Il 5 nov. 1931, scontato il periodo di confino, il M. sarebbe voluto tornare a Molinella, ma gli fu inibito l’ingresso nell’intera provincia di Bologna anche dopo che era stato colpito da emottisi e si trovava senza mezzi di sostentamento. In condizioni di estrema indigenza, tra il 1936 e il 1937, si rivolse a G. Ciano, a Rachele Mussolini e infine allo stesso B. Mussolini lamentando di essere vittima di continue persecuzioni poliziesche, tra le quali indicava un furto subito nel parco di villa Borghese. Il 3 sett. 1937 fu prelevato dalla polizia e ricoverato al policlinico per essere quindi inviato alla clinica universitaria per le malattie mentali e poi al manicomio di S. Maria della Pietà, dove fu rinchiuso per oltre sette anni in quanto considerato affetto da disturbi psichici di tipo paranoico, delirio persecutorio e pericoloso per sé e per gli altri.

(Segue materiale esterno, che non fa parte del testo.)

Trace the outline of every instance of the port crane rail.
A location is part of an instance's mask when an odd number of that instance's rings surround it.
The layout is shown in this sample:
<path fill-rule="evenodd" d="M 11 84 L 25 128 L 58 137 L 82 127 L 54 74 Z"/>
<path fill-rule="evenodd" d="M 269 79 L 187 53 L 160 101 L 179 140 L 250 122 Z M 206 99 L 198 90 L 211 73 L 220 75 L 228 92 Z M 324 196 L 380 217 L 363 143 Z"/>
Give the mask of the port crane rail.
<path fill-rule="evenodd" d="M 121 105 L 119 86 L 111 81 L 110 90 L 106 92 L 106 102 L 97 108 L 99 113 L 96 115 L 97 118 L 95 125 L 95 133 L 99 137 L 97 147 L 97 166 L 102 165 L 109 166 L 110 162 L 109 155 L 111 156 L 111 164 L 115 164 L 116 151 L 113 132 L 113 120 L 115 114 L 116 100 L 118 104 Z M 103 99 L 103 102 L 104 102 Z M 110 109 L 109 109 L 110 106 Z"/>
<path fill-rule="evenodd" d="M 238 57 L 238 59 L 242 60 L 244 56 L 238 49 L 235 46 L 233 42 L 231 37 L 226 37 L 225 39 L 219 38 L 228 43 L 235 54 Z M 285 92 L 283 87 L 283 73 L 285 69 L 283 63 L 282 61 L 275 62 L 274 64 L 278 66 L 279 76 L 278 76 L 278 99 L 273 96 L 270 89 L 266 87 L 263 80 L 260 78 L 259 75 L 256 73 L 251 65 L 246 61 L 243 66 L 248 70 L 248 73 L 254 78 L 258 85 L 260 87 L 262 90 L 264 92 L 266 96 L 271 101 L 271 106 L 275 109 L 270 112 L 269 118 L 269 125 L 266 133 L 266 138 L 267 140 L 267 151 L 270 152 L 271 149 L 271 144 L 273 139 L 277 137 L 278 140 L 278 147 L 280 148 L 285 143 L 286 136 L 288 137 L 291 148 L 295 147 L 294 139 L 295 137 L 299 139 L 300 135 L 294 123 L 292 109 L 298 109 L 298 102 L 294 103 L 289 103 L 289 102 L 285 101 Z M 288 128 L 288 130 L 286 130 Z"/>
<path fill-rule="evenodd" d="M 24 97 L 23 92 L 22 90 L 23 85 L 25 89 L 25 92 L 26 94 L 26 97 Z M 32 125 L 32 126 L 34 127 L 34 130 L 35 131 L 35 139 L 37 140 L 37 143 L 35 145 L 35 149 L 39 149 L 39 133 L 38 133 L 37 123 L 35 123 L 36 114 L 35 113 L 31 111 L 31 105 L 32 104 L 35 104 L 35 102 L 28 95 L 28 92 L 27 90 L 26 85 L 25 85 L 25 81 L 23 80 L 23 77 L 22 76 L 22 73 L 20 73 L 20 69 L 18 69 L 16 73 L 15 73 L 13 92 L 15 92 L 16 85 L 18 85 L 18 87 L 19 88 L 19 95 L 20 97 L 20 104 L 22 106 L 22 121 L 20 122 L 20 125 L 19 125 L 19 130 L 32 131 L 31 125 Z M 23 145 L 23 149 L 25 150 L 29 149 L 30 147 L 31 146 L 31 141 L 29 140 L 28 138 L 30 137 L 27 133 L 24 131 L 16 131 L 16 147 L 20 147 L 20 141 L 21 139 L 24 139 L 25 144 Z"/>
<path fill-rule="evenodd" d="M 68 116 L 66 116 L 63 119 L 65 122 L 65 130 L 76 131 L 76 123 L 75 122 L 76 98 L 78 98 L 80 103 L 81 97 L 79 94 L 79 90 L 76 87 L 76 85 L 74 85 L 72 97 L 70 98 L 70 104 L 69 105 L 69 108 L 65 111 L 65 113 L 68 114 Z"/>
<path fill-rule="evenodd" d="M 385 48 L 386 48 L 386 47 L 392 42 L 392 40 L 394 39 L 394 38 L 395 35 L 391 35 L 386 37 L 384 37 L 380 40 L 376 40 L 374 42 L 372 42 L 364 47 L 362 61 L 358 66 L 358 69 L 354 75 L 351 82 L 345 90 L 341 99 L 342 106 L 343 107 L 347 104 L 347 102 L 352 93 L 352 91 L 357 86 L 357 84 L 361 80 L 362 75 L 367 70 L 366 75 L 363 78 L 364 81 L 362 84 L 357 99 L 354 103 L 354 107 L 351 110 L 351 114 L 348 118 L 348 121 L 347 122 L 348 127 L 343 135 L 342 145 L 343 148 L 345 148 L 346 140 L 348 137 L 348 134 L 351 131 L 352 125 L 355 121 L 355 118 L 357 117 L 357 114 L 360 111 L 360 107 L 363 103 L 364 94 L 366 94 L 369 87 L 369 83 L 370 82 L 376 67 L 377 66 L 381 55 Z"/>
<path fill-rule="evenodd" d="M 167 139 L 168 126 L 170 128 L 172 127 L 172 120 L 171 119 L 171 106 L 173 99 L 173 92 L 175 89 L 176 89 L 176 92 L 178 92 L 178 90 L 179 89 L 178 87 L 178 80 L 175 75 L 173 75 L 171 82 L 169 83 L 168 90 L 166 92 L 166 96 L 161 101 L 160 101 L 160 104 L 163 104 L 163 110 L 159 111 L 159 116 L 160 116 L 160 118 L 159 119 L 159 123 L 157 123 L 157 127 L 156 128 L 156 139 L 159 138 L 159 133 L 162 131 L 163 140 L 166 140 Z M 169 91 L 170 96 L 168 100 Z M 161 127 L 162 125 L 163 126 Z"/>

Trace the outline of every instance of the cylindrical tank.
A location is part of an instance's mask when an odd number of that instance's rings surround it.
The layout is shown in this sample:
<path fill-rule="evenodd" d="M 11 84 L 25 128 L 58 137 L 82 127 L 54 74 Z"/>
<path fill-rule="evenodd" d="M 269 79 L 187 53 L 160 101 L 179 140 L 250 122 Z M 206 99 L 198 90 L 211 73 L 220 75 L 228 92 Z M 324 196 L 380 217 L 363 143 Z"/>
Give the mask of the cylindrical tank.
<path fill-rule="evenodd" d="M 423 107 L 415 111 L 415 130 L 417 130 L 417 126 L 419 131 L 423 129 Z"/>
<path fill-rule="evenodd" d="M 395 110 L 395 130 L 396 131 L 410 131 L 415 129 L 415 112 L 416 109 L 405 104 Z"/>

Dimesso dal manicomio sei mesi dopo la liberazione di Roma, il 19 dic. 1944, venne ricoverato come degente in un reparto clinico dell’Istituto nazionale per l’assicurazione contro gli infortuni sul lavoro (INAIL). Il M. chiese reiteratamente, ma invano, l’annullamento della diagnosi che gli era costata l’internamento e la messa al bando morale e civile. Un comitato di sostenitori ritenne che si potesse giungere alla sua completa riabilitazione per via politica, attraverso il voto popolare e propose pertanto di candidarlo al Senato alle elezioni politiche del 18 apr. 1948. Il M. aveva intanto aderito al Partito socialista dei lavoratori italiani (PSLI), che era sorto nel gennaio 1947 da una scissione del Partito socialista, contestando l’alleanza con i comunisti. Questa recente e profonda frattura tra i partiti della sinistra non consentì la necessaria convergenza sul nome del M., che venne candidato come indipendente socialista nel collegio senatoriale di Portomaggiore-Molinella ma non fu eletto.
Rientrato a Molinella il 10 apr. 1948, il M. vi morì il 31 marzo 1950.